The escalation of tensions ended only when Pakistan’s Director General of Military Operations contacted his Indian counterpart to agree on a ceasefire.
In hindsight, this sequence explains why the trade deal affected Pakistan so deeply. India did not win by courting Trump better. He won by not courting her at all.
Agreement and what it signifies
On Monday, Trump said he had reached a trade deal with Modi that would reduce tariffs on Indian goods to 18%, lower than many Asian counterparts.
The 25 percent punitive tax imposed on India for purchasing Russian oil was also abolished. Trump claimed that in return, India would buy $500 billion worth of US goods, switch to Venezuelan oil and reduce tariffs on US imports to zero.
India has not confirmed these details. No official document has been published. But the direction of travel is clear.
But Modi acknowledged the announcement in a post on
This comes on the heels of something that further destabilizes Pakistan’s narrative: India has options.
Last week, Modi clinched a long-stalled free trade agreement with the European Union. Earlier, India concluded a trade agreement with the UK. With deals signed with Oman, New Zealand and now the US, India has signed five trade deals in just 12 months; This was the fastest boom in trade diplomacy in years.

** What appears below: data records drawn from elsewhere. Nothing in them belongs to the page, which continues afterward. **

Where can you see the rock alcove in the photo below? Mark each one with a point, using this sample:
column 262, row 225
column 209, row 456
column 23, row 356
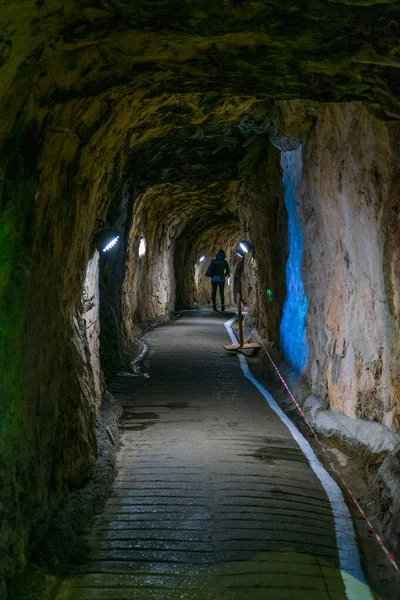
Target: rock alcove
column 191, row 125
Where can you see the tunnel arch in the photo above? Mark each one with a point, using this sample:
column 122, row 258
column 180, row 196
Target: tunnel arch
column 109, row 113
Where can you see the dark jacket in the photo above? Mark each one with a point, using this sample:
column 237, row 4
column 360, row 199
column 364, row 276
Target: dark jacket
column 219, row 268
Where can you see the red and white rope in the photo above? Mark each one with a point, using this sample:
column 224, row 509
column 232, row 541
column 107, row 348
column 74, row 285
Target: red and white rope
column 388, row 554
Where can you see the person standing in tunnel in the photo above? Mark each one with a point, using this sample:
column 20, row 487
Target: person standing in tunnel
column 218, row 269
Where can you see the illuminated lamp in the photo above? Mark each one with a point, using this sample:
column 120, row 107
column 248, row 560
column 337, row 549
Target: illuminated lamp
column 246, row 246
column 106, row 238
column 142, row 247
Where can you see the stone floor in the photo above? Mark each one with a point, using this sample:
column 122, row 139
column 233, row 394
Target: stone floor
column 214, row 499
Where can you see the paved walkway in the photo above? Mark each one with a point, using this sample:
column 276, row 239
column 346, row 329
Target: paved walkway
column 214, row 499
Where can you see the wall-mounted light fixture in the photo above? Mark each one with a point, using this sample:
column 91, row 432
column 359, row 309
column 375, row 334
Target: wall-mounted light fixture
column 142, row 247
column 106, row 237
column 246, row 246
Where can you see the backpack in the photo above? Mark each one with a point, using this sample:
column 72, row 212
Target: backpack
column 211, row 270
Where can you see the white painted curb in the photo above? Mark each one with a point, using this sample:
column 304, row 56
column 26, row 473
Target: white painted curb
column 349, row 558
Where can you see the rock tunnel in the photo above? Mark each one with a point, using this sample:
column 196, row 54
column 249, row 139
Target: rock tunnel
column 187, row 126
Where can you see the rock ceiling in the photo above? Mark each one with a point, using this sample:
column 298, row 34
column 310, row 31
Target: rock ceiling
column 189, row 82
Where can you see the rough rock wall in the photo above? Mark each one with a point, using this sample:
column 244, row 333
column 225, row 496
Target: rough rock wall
column 293, row 338
column 91, row 315
column 54, row 189
column 263, row 219
column 349, row 196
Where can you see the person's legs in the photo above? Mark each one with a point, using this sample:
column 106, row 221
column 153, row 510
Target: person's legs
column 221, row 293
column 214, row 285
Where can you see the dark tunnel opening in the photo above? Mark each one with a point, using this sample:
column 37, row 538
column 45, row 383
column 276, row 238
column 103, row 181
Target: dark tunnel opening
column 186, row 129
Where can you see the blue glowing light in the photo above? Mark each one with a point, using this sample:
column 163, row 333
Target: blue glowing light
column 293, row 339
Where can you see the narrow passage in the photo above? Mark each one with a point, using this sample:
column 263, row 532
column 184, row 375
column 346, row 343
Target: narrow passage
column 214, row 499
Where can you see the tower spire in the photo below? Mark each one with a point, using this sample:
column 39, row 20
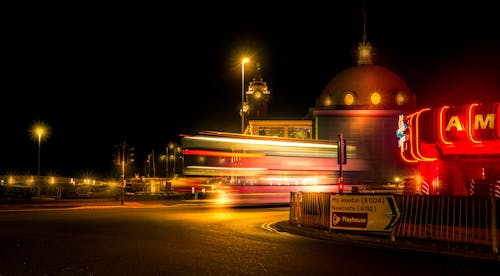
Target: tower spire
column 364, row 47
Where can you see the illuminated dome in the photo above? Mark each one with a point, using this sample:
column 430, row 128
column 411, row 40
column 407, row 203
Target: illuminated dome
column 366, row 86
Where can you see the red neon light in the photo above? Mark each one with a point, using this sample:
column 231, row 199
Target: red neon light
column 401, row 152
column 417, row 149
column 441, row 126
column 469, row 127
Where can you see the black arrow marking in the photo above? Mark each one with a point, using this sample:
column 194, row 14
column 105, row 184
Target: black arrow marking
column 394, row 213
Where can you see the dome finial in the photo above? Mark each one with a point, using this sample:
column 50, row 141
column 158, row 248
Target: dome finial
column 364, row 47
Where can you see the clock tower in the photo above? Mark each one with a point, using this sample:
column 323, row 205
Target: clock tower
column 257, row 96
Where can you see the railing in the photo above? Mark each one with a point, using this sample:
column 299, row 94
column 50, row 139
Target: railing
column 455, row 219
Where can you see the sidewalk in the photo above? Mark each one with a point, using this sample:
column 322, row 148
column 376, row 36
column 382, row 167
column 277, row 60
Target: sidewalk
column 379, row 241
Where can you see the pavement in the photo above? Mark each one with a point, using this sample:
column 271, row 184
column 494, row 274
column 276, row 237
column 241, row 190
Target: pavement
column 356, row 238
column 377, row 240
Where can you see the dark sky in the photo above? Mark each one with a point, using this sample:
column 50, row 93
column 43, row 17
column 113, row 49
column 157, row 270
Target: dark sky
column 140, row 73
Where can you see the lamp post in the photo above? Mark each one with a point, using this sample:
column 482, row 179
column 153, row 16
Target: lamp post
column 243, row 61
column 170, row 146
column 39, row 133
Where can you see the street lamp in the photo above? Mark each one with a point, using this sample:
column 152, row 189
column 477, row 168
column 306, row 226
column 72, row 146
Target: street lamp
column 39, row 131
column 243, row 61
column 170, row 146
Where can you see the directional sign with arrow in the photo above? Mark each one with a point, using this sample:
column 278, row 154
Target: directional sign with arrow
column 363, row 212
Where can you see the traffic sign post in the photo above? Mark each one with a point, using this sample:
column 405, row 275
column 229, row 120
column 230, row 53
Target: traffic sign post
column 363, row 212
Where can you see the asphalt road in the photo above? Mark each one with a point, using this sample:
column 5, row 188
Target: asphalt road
column 188, row 238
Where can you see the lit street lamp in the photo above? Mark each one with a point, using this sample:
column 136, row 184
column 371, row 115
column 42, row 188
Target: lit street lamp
column 243, row 61
column 39, row 130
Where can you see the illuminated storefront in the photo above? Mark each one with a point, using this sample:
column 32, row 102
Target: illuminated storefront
column 457, row 148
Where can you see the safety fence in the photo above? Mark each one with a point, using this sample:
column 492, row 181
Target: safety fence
column 455, row 219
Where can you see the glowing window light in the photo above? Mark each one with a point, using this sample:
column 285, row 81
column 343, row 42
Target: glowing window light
column 327, row 101
column 349, row 99
column 400, row 98
column 375, row 98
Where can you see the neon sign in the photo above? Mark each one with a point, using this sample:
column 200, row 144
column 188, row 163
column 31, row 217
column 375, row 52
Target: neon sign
column 467, row 129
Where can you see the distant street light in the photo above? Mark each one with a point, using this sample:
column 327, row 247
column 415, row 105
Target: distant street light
column 39, row 130
column 170, row 146
column 243, row 109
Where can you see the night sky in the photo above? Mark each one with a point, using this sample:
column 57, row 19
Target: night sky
column 143, row 74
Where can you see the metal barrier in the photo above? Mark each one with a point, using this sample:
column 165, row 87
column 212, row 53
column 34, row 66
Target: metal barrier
column 458, row 219
column 310, row 209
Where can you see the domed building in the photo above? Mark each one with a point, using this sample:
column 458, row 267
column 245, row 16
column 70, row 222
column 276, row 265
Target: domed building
column 363, row 103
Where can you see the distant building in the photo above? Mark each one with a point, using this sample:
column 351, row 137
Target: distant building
column 363, row 103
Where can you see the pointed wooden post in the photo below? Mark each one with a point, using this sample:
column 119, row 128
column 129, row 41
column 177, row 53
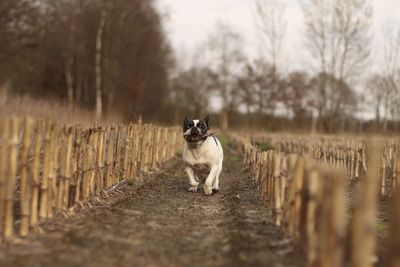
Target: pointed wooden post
column 25, row 189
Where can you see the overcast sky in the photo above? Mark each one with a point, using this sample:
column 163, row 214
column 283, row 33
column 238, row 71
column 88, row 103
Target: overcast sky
column 189, row 22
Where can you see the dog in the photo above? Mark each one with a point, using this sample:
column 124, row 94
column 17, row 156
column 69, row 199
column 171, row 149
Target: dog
column 202, row 148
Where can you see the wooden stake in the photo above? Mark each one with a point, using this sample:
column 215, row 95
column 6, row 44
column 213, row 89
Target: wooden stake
column 363, row 226
column 36, row 174
column 4, row 169
column 10, row 181
column 25, row 191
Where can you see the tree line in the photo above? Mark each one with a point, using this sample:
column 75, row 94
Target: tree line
column 109, row 56
column 114, row 57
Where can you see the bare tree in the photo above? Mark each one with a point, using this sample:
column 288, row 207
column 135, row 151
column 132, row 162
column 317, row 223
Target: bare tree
column 99, row 45
column 225, row 57
column 272, row 27
column 337, row 37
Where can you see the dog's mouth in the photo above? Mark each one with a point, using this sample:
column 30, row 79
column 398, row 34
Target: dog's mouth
column 193, row 138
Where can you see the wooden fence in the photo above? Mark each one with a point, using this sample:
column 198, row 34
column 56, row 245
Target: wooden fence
column 346, row 152
column 47, row 168
column 309, row 203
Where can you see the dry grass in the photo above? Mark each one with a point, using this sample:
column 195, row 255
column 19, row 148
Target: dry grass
column 12, row 105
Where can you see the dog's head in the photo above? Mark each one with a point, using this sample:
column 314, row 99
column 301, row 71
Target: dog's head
column 195, row 130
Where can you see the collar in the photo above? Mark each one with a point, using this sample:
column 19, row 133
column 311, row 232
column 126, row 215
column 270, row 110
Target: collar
column 201, row 141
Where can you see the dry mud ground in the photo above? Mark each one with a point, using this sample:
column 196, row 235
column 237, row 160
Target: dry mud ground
column 160, row 223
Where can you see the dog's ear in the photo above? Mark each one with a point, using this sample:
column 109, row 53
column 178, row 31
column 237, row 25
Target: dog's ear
column 185, row 122
column 206, row 120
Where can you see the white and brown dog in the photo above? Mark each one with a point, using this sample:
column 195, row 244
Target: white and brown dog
column 202, row 149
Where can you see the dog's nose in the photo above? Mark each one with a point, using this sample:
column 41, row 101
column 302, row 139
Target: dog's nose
column 194, row 131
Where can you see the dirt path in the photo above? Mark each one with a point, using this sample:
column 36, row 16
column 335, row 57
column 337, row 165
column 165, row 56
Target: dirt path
column 161, row 224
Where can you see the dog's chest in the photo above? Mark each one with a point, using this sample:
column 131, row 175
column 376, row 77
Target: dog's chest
column 195, row 157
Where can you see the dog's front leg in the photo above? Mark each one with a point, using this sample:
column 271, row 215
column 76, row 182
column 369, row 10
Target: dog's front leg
column 209, row 180
column 192, row 181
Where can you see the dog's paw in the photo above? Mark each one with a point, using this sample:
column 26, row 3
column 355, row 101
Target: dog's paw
column 193, row 188
column 207, row 190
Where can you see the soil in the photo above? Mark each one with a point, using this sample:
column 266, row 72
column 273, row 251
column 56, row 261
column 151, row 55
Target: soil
column 160, row 223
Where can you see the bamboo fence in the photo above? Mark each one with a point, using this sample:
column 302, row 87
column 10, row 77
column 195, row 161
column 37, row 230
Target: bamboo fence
column 47, row 168
column 308, row 201
column 347, row 152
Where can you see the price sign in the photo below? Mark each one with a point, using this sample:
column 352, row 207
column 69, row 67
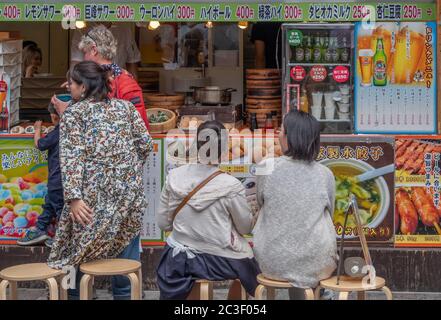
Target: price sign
column 318, row 73
column 298, row 73
column 340, row 74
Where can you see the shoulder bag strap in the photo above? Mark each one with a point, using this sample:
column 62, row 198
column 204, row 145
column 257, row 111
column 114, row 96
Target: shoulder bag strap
column 192, row 193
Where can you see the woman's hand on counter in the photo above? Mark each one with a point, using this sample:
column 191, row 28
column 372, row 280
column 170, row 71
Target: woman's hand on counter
column 80, row 212
column 59, row 105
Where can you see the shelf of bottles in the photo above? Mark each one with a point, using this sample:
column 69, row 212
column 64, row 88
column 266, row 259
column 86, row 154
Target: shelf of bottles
column 319, row 58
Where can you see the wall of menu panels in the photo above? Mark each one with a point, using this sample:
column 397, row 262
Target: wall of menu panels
column 218, row 11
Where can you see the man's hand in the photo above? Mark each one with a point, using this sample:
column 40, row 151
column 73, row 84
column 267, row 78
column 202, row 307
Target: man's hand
column 59, row 105
column 37, row 126
column 80, row 212
column 30, row 71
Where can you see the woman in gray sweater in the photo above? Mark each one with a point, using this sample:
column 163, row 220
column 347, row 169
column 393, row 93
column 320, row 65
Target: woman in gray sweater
column 294, row 237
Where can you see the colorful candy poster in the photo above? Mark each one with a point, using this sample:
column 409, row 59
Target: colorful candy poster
column 417, row 191
column 395, row 81
column 23, row 186
column 349, row 158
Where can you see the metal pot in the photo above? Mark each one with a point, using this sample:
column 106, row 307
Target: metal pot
column 212, row 95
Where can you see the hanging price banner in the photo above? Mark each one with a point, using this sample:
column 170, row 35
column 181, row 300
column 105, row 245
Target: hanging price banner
column 318, row 73
column 340, row 74
column 298, row 73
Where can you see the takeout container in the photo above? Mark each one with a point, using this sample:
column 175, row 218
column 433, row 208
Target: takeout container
column 343, row 107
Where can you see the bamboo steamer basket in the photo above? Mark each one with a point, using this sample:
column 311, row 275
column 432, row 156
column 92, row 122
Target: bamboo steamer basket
column 162, row 127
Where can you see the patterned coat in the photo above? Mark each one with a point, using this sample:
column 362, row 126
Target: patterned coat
column 103, row 146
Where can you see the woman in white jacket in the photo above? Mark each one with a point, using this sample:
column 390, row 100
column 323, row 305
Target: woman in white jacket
column 207, row 241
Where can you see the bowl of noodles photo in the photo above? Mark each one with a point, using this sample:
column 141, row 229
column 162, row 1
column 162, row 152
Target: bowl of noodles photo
column 373, row 196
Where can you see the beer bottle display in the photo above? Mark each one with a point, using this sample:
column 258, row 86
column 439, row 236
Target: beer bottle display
column 317, row 53
column 380, row 78
column 308, row 49
column 344, row 51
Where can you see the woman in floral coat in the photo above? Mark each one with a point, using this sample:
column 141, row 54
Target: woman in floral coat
column 103, row 146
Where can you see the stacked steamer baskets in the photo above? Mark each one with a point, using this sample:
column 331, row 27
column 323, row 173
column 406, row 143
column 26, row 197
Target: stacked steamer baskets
column 10, row 67
column 148, row 81
column 170, row 102
column 263, row 94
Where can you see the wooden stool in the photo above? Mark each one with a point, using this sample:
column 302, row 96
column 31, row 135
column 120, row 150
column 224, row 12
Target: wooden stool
column 271, row 285
column 111, row 267
column 348, row 284
column 31, row 272
column 203, row 290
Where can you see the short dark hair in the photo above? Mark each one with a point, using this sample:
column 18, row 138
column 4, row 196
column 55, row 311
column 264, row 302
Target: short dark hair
column 303, row 134
column 205, row 135
column 94, row 78
column 51, row 109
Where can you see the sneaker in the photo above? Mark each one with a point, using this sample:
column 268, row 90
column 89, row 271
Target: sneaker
column 49, row 242
column 33, row 237
column 326, row 294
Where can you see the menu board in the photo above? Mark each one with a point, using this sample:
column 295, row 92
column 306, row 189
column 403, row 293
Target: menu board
column 153, row 181
column 349, row 157
column 417, row 191
column 217, row 11
column 395, row 81
column 23, row 187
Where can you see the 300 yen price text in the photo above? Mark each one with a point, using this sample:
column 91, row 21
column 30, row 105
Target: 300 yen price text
column 240, row 309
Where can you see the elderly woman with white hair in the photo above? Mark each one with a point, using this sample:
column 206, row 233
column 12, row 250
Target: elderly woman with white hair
column 99, row 45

These were not rushed concessions; these were signals that New Delhi was willing to diversify, hedge, and wait rather than beg Washington.
Towards the end of this month, Modi will host leaders from Canada and Brazil in New Delhi and deepen ties with the “middle power” countries that shape the global order reshaped by Trump. India is not just reacting to Trump. It develops around him.
Disturbing takeaway
For Pakistan, this moment feels less like a diplomatic failure and more like a mirror held too close.
This meltdown wasn’t about India winning. This was about Pakistan realizing that praise, closeness and performative loyalty do not automatically translate into influence, especially when power dynamics are already unequal.
And perhaps the reason why this trade deal has shaken Pakistan so deeply is more than any tariff trick.